Questa è la risposta a chi domanda quale sia il gusto nel seguire le avventure di “raddrizza torti” in spandex e calzamaglia. Si può davvero resistere al loro fascino, per quanto sbagliato, di fronte non ai problemi mondiali, ma a queste frustranti reati quotidiani ed impunibili? È veramente più umano far finta di essere superiori e distanti da questo sentimento, od accettare questa debolezza della specie tentando di migliorarci seguendo buoni modelli di cittadinanza, quali i vari Clark Kent, Bruce Wayne, Barry Allen o Arthur Curry, mentre appaghiamo la nostra naturale propensione al far west tramite i loro alter ego mascherati nell'attesa che un Hal Jordan riesca a far il suo lavoro, grazie anche al coraggio di una denuncia?

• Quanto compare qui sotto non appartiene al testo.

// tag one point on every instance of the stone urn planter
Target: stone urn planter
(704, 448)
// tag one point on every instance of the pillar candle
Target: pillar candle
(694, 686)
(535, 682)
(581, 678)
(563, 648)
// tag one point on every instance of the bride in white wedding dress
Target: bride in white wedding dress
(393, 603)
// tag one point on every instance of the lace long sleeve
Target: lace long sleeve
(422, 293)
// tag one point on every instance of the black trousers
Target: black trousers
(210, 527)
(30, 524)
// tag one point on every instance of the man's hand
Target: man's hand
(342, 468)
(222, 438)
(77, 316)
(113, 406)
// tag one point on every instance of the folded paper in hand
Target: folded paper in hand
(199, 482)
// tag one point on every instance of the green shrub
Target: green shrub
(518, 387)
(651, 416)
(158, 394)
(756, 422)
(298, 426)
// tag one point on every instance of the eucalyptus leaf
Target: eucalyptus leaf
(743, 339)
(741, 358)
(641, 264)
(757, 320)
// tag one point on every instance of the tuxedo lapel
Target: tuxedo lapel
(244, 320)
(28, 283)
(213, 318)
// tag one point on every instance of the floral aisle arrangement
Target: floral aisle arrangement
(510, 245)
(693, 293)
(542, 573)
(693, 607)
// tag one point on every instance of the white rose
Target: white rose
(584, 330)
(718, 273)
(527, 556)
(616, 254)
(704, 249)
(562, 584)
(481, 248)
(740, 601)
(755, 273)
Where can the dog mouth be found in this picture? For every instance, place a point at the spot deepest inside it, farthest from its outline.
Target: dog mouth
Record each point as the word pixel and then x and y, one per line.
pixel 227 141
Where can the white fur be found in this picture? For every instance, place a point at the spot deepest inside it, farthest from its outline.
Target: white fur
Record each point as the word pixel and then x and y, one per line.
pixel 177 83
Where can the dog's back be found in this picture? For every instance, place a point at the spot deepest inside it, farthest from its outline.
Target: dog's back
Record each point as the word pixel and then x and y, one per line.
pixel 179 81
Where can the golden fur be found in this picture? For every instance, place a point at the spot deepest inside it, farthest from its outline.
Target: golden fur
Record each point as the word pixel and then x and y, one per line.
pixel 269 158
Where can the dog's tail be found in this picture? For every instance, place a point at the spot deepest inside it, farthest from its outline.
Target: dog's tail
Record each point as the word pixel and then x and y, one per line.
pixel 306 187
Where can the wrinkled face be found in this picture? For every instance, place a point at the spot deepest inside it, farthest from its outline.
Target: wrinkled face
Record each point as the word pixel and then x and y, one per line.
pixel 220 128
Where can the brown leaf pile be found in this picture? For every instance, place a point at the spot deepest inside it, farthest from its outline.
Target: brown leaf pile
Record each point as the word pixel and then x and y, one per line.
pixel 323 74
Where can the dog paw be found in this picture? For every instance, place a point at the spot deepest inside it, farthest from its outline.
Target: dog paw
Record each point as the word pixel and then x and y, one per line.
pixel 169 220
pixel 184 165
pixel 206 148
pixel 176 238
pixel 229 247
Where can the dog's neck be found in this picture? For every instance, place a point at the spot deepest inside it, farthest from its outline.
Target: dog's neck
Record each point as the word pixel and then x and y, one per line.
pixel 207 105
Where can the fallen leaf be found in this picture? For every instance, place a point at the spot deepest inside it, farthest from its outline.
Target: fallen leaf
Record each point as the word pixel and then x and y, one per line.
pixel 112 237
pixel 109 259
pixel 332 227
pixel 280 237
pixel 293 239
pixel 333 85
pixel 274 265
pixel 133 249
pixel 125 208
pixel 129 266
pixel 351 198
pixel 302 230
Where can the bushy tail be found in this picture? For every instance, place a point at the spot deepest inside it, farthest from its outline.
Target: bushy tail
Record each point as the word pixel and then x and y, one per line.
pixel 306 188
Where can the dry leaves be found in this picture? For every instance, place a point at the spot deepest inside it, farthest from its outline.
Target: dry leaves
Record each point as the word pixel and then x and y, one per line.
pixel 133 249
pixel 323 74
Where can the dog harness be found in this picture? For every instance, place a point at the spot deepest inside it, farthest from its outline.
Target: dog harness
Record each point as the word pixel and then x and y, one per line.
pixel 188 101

Ecco perché i fumetti di supereroi sono i miei preferiti: perché, nonostante tutto quel che se ne può dire, sono i più incisivi sulla nostra vita ordinaria, sono quelli che più si occupano di lenire la naturale frustrazione del moderno uomo comune. Fanno divertire, fanno pensare e aiutano come uno psicologo, se usati a dovere. Possono indicare la strada se si sa leggere tra le loro righe in una continua discussione della società occidentale contemporanea. Non tutti si può essere della medesima opinione, ma è in momenti come questi, quando palpo in prima persona quanta miseria vile e cattiva si nasconda negli angoli più reconditi dell'uomo comune, che comprendo quanto umana e logica sia l'esistenza di un tale genere e, perché no, delle infinite religioni di questa terra. E non mi vergogno di confessare quanto bisogno ne abbia, né, sovra ogni cosa, di sperare che un Superman mi venga a salvare.